WASHINGTON D.C - USDA's Cooperative State Research, Education, and Extension Service today awarded $5 million in grants to 11 universities and USDA's Agricultural Research Service to conduct research, education and extension projects aimed at improving and protecting air resources by reducing agricultural atmospheric emissions.
"Developing research-based information on air quality issues is critical for America's farmers and ranchers," said Colien Hefferan, CSREES administrator. "Understanding the sources and fate of agricultural emissions is critical for developing effective mitigation strategies and best management practices to protect our natural resources and environment."
The awards are administered through the CSREES' National Research Initiative (NRI) Air Quality competitive grants program. This grant program seeks to improve knowledge of the environmental fate of agricultural atmospheric emissions, as well as increase adoption of best management practices to improve air quality and protect human and environmental health. The CSREES Air Quality program has awarded more than $25 million in the past five years.

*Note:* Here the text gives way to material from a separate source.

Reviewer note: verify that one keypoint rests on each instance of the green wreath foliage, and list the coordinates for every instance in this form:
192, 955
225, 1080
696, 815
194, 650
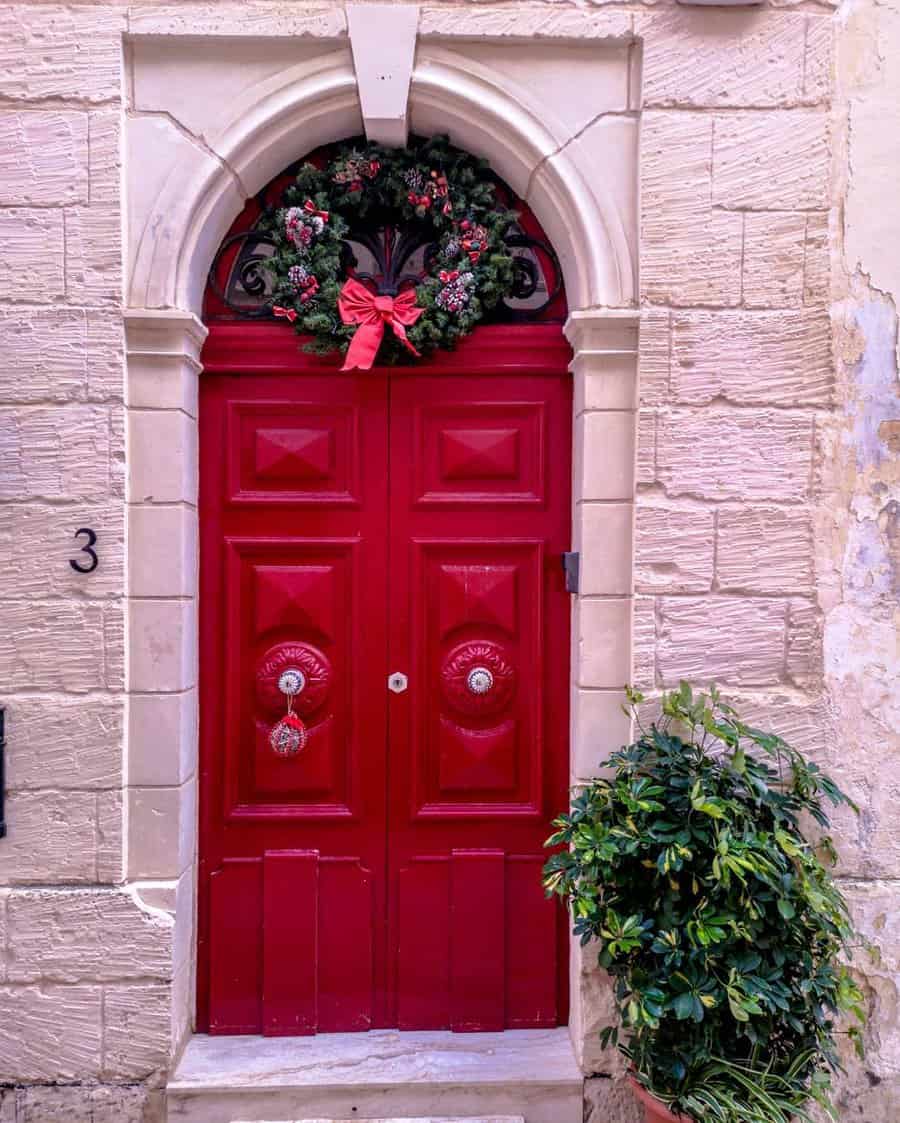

Funded projects include research at Kansas State University to study the concentrations and emission fluxes of particulate matter, selected volatile organic compounds and greenhouse gases from a large cattle feedlot. Researchers at the University of Arkansas will develop a relatively simple and inexpensive ammonia emission mitigation system for commercial broiler chicken houses. A University of Colorado project will determine the impact on air quality from the production of four biofuel crops.
The fiscal year 2008 grants are being awarded to the following institutions:
CSREES' NRI program has been the largest peer reviewed, competitive grants program at USDA. Its purpose was to support research, extension and education grants that address key problems of national, regional and multi-state importance in sustaining all components of agriculture. The 2008 Farm Bill did not renew the NRI, but did authorize the creation of the Agriculture and Food Research Initiative (AFRI).
Through federal funding and leadership for research, education and extension programs, CSREES focuses on investing in science and solving critical issues impacting people's daily lives and the nation's future.